Gooi een bal hard genoeg en hij komt nooit meer terug. Dat zie je in het echte leven niet gebeuren, omdat de bal minstens 11,3 kilometer (7 mijl) per seconde moet reizen om aan de zwaartekracht van de aarde te ontsnappen. Elk object, of het nu een lichtgewicht veer is of een gigantische ster, oefent een kracht uit die alles eromheen aantrekt. Zwaartekracht houdt je verankerd aan deze planeet, de maan in een baan om de aarde, de aarde rond de zon, de zon draaiend rond het centrum van de melkweg en massieve galactische clusters die als één door het universum razen.
De mysterieuze krachten die je binden
Zwaartekracht en drie andere fundamentele krachten houden het universum bij elkaar. De sterke kernkracht zorgt ervoor dat deeltjes in de atoomkern niet uit elkaar vliegen. De zwakke kernkracht veroorzaakt straling in sommige kernen en de elektromagnetische kracht voert cruciale taken uit, zoals het bij elkaar houden van de atomen van een molecuul. Hoewel de zwaartekracht van de zon planeten op miljarden kilometers afstand in haar greep houdt, is de zwaartekracht de zwakste fundamentele kracht.
Voeg meer massa toe om meer zwaartekracht te krijgen
Massa, soms verward met gewicht, is de hoeveelheid materie die een object bevat - naarmate de massa toeneemt, neemt ook de zwaartekracht toe. Zwarte gaten, astronomische objecten die je vaak in sciencefictionfilms ziet, zijn zo massief dat licht er niet aan kan ontsnappen. De zwaartekracht van een zoutkorrel is veel kleiner omdat deze minder massa heeft. Gewicht verwijst naar de kracht die de zwaartekracht van een object uitoefent op andere objecten. Het gewicht kan fluctueren, zoals blijkt uit maanmissies waarbij astronauten zes keer minder wogen dan op hun massievere thuisplaneet, de aarde.
Het bereik van de zwaartekracht: verder dan je denkt
Boeken en artikelen kunnen spreken over ruimtestationastronauten die in "zero gravity" zweven. De zwaartekracht van de aarde bestaat nog steeds in de ruimte en is eigenlijk slechts 10 procent zwakker daar waar het ruimtestation draait. Astronauten drijven omdat ze naar de planeet vallen en er zo snel omheen cirkelen dat ze nooit de oppervlakte bereiken.
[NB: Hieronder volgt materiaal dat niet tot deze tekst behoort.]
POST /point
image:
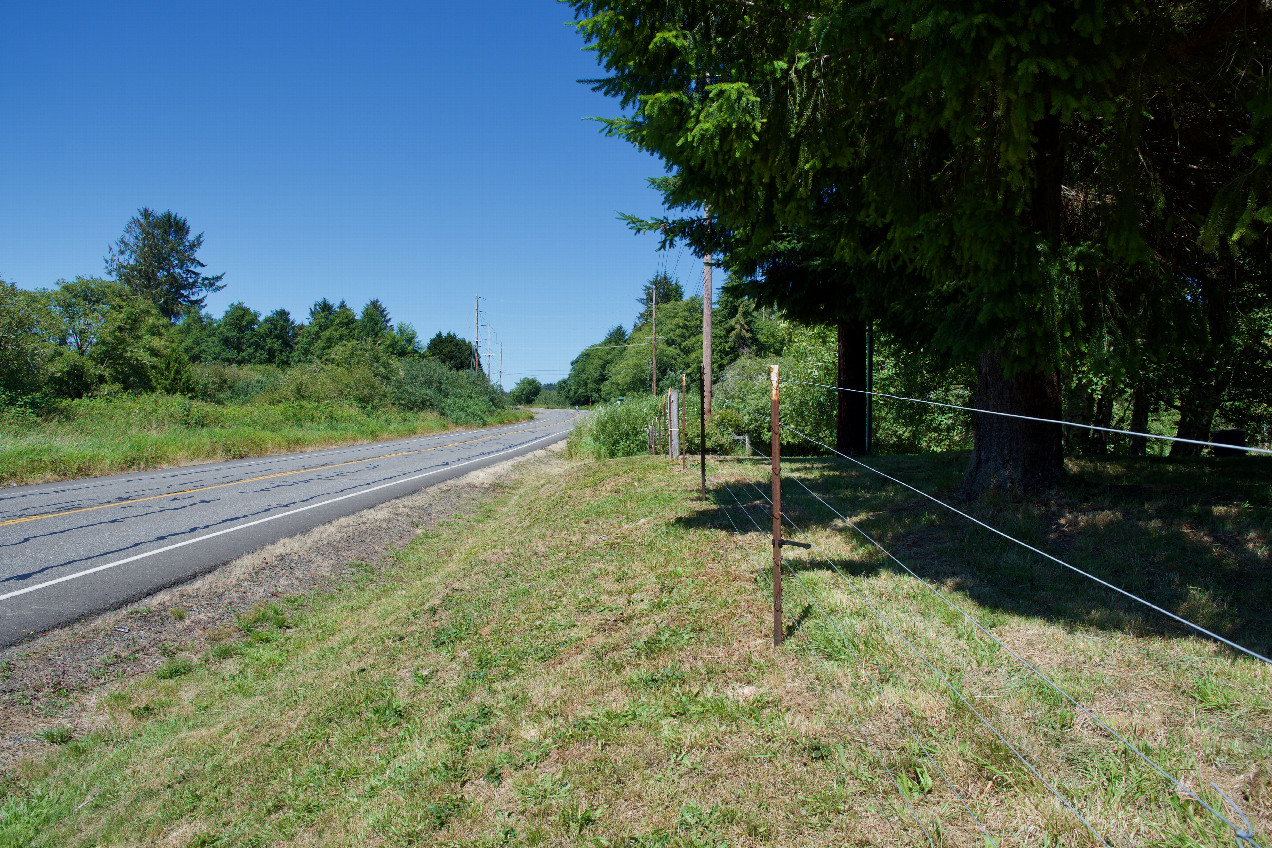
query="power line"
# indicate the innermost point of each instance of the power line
(1037, 671)
(949, 684)
(1042, 553)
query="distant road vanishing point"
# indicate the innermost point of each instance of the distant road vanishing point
(83, 547)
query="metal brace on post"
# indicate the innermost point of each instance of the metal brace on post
(673, 422)
(779, 632)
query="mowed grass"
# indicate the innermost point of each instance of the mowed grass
(588, 663)
(136, 432)
(1189, 537)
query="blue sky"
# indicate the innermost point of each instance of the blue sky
(420, 153)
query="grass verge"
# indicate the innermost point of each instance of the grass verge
(587, 663)
(138, 432)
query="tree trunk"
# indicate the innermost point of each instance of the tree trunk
(851, 434)
(1212, 371)
(1011, 454)
(1098, 441)
(1197, 411)
(1141, 404)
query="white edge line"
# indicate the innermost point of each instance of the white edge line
(252, 524)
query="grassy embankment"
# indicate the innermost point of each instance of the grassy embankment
(143, 431)
(587, 663)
Hoewel de aantrekkingskracht van een object afneemt met de afstand, strekt het zich naar buiten uit tot in het oneindige. Met andere woorden, de aarde trekt nog steeds lichamen aan aan de rand van het universum.
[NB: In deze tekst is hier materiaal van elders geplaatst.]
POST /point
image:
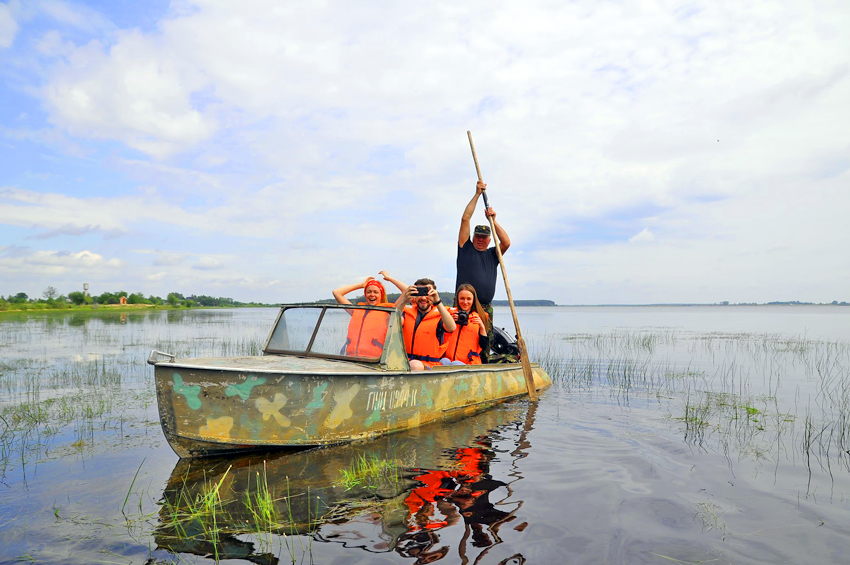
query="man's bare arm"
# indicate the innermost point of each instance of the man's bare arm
(504, 240)
(463, 235)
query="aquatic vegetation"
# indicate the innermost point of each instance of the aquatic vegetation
(367, 471)
(724, 389)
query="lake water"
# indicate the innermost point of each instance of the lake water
(671, 435)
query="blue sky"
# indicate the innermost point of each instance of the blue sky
(636, 152)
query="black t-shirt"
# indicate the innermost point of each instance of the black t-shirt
(477, 268)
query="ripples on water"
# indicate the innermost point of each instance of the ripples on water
(659, 442)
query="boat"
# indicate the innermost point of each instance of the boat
(380, 495)
(311, 388)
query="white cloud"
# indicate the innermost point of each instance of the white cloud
(644, 236)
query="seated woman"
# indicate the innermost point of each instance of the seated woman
(367, 329)
(464, 345)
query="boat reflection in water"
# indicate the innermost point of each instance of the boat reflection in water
(425, 494)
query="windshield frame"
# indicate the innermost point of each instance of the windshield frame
(307, 352)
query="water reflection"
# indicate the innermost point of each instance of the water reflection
(447, 492)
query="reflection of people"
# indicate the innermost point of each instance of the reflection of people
(444, 498)
(476, 263)
(464, 345)
(424, 325)
(367, 329)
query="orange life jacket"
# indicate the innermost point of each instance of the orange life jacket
(367, 331)
(422, 343)
(462, 344)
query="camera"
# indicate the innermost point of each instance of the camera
(462, 317)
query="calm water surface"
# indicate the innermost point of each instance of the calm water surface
(672, 434)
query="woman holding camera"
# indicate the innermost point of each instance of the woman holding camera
(464, 345)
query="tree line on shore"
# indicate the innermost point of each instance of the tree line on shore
(52, 299)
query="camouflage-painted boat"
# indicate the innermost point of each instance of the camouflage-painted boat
(310, 387)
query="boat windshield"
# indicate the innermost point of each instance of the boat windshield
(358, 333)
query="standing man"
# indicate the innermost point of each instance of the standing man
(477, 262)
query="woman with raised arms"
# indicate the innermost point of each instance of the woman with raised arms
(367, 329)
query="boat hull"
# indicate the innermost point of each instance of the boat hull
(250, 405)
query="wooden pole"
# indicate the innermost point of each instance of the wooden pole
(523, 352)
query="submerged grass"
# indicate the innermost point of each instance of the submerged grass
(369, 471)
(213, 516)
(726, 390)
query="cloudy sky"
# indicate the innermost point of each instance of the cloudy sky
(635, 151)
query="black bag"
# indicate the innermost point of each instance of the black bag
(503, 344)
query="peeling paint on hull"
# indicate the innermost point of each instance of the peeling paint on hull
(215, 406)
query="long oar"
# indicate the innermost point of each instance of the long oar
(523, 352)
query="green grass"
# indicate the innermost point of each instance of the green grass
(369, 471)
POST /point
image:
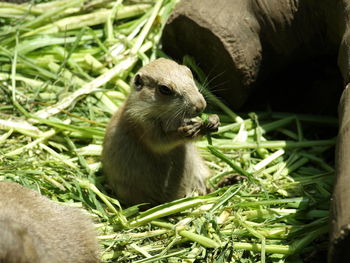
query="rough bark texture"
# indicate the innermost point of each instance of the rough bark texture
(340, 235)
(241, 43)
(238, 43)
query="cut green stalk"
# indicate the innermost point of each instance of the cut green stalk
(200, 239)
(43, 137)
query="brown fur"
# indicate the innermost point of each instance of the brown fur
(147, 154)
(34, 229)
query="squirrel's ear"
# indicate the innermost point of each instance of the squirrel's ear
(138, 81)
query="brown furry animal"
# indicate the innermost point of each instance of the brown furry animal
(148, 156)
(33, 229)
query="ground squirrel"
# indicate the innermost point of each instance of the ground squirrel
(148, 156)
(34, 229)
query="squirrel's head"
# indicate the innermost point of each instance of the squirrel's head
(165, 91)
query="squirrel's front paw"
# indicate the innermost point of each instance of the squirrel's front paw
(191, 128)
(212, 124)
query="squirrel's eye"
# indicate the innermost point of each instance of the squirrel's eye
(138, 81)
(165, 90)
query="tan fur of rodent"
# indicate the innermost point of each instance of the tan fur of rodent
(147, 153)
(34, 229)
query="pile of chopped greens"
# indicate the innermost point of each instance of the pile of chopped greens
(65, 68)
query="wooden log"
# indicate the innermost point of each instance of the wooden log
(239, 43)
Zwaartekrachttheorieën die u moet kennen
In 1687 deelde Issac Newton de wereld mee dat 'zwaartekracht echt bestaat'. Voor die tijd wist niemand dat. Tegenwoordig leggen de theorieën van Newton uit hoe hemellichamen bewegen en helpen ze mensen te voorspellen hoe de zwaartekracht het leven op aarde beïnvloedt. Projectielen volgen bijvoorbeeld paden zoals voorspeld door Newtoniaanse berekeningen. Eeuwen later theoretiseerde Einstein dat objecten de ruimte vervormen, wat resulteert in zwaartekracht. Visualiseer dit door een bowlingbal op een matras te leggen om een depressie te veroorzaken. Als je een knikker op het bed legt, rolt deze naar de verdieping. In de theorie van Einstein zou de massieve zon de bowlingbal zijn en zou de aarde het marmer zijn dat samen met alle planeten, asteroïden en kometen naar de zon toe beweegt.
Zwaartekrachtgolven: rimpelingen door de ruimte
Als de zon plotseling 95 procent van zijn massa zou verliezen, zou de aarde het effect niet onmiddellijk voelen, zegt Einstein. Hij voorspelde zwaartekrachtsgolven - rimpelingen die door de ruimte reizen waardoor deze uitrekt en samendrukt. Snel draaiende dubbelsterren en het samensmelten van massieve zwarte gaten zijn enkele astronomische objecten die zwaartekrachtsgolven veroorzaken. Deze golven zijn te klein om te meten als ze afkomstig zijn van kleine objecten, dus wetenschappers proberen ze te detecteren met behulp van een speciaal observatorium. Het bewijzen van het bestaan van zwaartekrachtsgolven zal een mijlpaal zijn in de zoektocht naar het begrijpen van zwaartekracht.